Tschechien: Mit Transparenz und klarer Ansage
Dass ich die Infektionskurve hier so genau wiedergeben kann, liegt nicht an meiner evtl. außerordentlichen Gedächtnisleistung, die ich bisher meinen Mitmenschen verschwiegen hätte. Die Zahlen sind schlicht und ergreifen auf der Webseite des tschechischen Gesundheitsamtes [https://onemocneni-aktualne.mzcr.cz/covid-19] nachzulesen und werden ständig aktualisiert. Von Anfang an herrschte in Tschechien Transparenz und eine klare Ansage. Zwei Maßnahmen, die in Deutschland bis heute auf sich warten lassen. Auch auf der Webseite des Bundesamtes für gesundheitliche Aufklärung gibt es bislang nur lapidare Empfehlungen und allgemeine Hinweise zum Corona-Virus, statt detaillierter Informationen, während die Corona-Statistik für Deutschland auf der Seite der tagesschau.de bislang eher nur schleppend aktualisiert wurde.

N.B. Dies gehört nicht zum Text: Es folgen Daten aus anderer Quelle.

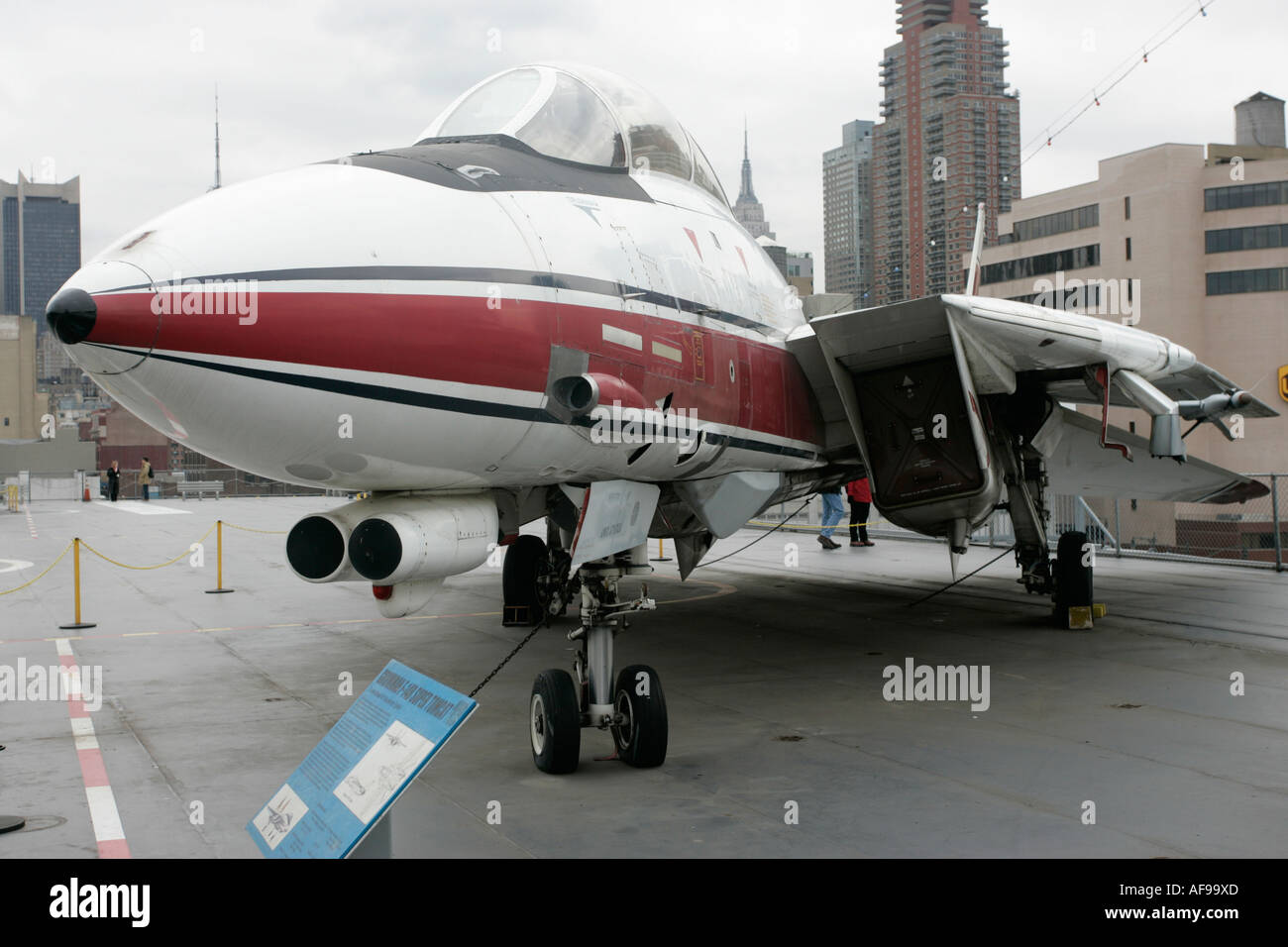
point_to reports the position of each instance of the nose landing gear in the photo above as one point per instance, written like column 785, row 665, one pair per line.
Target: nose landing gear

Deutschlands Gesundheitssystem steht vor dem Kollaps, auch ohne Corona
Statt klarer Ansage, verlor sich der deutsche Gesundheitsminister Jens Spahn in wochenlangen Diskussionen mit Journalisten und, tja, wie soll man das nennen? Optimismusfloskeln? Deutschland sei gut aufgestellt. Deutschland habe ein gutes Gesundheitssystem. Kein Wort vom Warnstreik, der Ärzte und Pflegekräfte wenige Wochen in Hannover zuvor, die vor dem drohenden Zusammenbruch des deutschen Gesundheitssystems warnten. Kein Wort über den akuten Pflege- und Ärztemangel, den es seit Jahren schon in Deutschland gibt und den das Land mit Abwerbung von Fachkräften aus anderen EU-Staaten begegnen will. Kein Wort davon, dass seit Jahren in deutschen Krankenhäusern Pflegekräfte selbst an den Folgen einer kapitalistischen Ausbeutung erkrankten und reihenweise aus dem Beruf ausstiegen. Immerhin: Ihnen allen dankte die Kanzlerin in ihrer Ansprache, die vorgestern im Anschluss an die tagesschau auf dem gleichen Kanal gesendet wurde, für ihr Engagement. Genau darauf haben wohl sicherlich viele Pflegekräfte und Ärzte in Deutschland gewartet. Kein Wort von besseren Arbeitsbedingungen und höheren Löhnen, sondern einfach nur: Haltet durch, für mich und für euch!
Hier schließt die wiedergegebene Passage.